Guest guest Posted February 7, 2009 Report Share Posted February 7, 2009 We need colors on everything and over or under 50% on the essentials. S S Re: New here and confused Posted by: " jessicagalligani " jessicagalligani@... jessicagalligani Fri Feb 6, 2009 12:13 pm (PST) I won't have the graph bars in the copy and paste, is this good enough? Aluminum 7.3 < 8.0 Antimony 0.13 < 0.066 Arsenic 0.050 < 0.080 Barium 0.19 < 0.50 Beryllium < 0.01 < 0.020 Bismuth 0.10 < 2.0 Cadmium 0.016 < 0.070 Lead 0.23 < 1.0 Mercury 0.09 < 0.40 Platinum < 0.003 < 0.005 Thallium < 0.001 < 0.002 Thorium < 0.001 < 0.002 Uranium 0.027 < 0.060 Nickel 1.5 < 0.20 Silver 0.05 < 0.20 Tin 0.17 < 0.30 Titanium 1.2 < 1.0 Calcium 120 125- 370 Magnesium 22 12- 30 Sodium 7 20- 200 Potassium < 3 12- 200 Copper 25 11- 18 Zinc 170 100- 190 Manganese 0.24 0.10- 0.50 Chromium 0.71 0.43- 0.80 Vanadium 0.018 0.030- 0.10 Molybdenum 0.046 0.050- 0.13 Boron 0.19 0.70- 5.0 Iodine 0.92 0.25- 1.3 Lithium 0.010 0.007- 0.020 Phosphorus 189 150- 220 Selenium 0.77 0.70- 1.1 Strontium 0.11 0.16- 1.0 Sulfur 46300 45500- 53000 Cobalt 0.031 0.004- 0.020 Iron 15 7.0- 16 Germanium 0.035 0.030- 0.040 Rubidium 0.007 0.016- 0.18 Zirconium 2.3 0.040- 1.0 ------------------------------------------------------------ Debt Consolidation Click to consolidate your debt in minutes, stop late or over-limit fees, pay less. http://tagline.excite.com/fc/BK72PcZaafJVnpFwnlEZde9gWhL9AMXH4qhs38mWSWyjN8jZl9a\ Vuo/ Quote Link to comment Share on other sites More sharing options...

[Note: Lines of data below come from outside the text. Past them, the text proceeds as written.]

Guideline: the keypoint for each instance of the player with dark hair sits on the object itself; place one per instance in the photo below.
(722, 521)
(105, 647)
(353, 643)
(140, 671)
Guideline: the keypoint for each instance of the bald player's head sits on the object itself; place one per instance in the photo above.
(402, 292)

Guest guest Posted February 10, 2009 Report Share Posted February 10, 2009 > > I am new here and I have been struggling with the decision of TKR > bilatteral for a few weeks now. I am only 36 yrs old, lots of sports > injuries over the years and weight is an issue as well. > <snip> > How much time does one > truely need for recovery, before they go back to work? 6 weeks? Any > input would be great. > > Deena > Hi, Deena. I think it can rarely be done in 6 weeks, but plan for more, maybe a lot more. Take your time to be able to do your PT, which is hard to do while working, even if you are able to work from home. Bill in MN Bilateral TKR a little over a year ago. Quote Link to comment Share on other sites More sharing options...

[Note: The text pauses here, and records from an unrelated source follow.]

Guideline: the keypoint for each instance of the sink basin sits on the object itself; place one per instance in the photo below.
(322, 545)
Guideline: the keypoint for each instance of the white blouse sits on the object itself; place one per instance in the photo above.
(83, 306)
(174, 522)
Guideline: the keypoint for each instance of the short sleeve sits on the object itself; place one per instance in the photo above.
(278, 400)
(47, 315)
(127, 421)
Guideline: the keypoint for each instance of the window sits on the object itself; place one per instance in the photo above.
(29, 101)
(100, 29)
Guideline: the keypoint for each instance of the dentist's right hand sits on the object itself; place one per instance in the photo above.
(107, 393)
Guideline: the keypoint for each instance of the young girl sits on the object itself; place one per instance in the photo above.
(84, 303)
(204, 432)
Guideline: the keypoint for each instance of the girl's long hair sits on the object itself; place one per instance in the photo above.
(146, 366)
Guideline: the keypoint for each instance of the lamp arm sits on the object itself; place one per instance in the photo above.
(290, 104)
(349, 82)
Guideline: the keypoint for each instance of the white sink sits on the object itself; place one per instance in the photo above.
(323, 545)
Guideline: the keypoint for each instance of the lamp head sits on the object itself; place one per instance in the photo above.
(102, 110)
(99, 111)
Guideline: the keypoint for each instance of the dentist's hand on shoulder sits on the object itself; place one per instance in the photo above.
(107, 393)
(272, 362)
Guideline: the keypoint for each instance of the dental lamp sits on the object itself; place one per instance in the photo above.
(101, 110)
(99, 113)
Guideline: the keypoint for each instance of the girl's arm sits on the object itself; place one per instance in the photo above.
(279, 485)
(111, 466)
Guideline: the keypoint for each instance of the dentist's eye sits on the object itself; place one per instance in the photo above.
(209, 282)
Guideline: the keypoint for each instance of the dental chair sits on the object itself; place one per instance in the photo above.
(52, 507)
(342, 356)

Guest guest Posted February 10, 2009 Report Share Posted February 10, 2009 I would get a second and third opinion that you only have the option of a TKR. After 4 or more excellent ortho docs told me that was the only thing they could do to fix my knees, then I resigned myself to it. I would not take the word of just one surgeon. I assume Euflexxa is like Synvisc and others, an HLA substance they inject into your knees. If this stuff works for you to where you still have a life, a lot of people really benefit from it and it does postpone surgery. It didn't work on me, my knees were shot. I decided to get TKR when I noticed I was making excuses to go out and do things, because of knee pain, and my quality of life was diminished. Personally I wouldn't have a bilateral, too tough emotionally and physically. But there are people who do. Good luck Hollie > I am new here and I have been struggling with the decision of TKR > bilatteral for a few weeks now. I am only 36 yrs old, lots of sports > injuries over the years and weight is an issue as well. I have been > getting Euflexxa injections in both knees every 6 months and steroid > injections every other three months this has been going on for about a > year now. I was told by a surgeon last week that I need both knees > replaced and I should not wait any longer due to compromising the > ligaments. Is this true? Has anyone heard anything like this? My > theory is why not buy myself as much time possible if the injections > are working some what. And they are, I am 3 weeks out from injection > #3 of Euflexxa and still have pain but it is minimal, can't do stairs > but hey thats ok. Any suggestions? Ideas? How much time does one > truely need for recovery, before they go back to work? 6 weeks? Any > input would be great. > > Deena > Quote Link to comment Share on other sites More sharing options...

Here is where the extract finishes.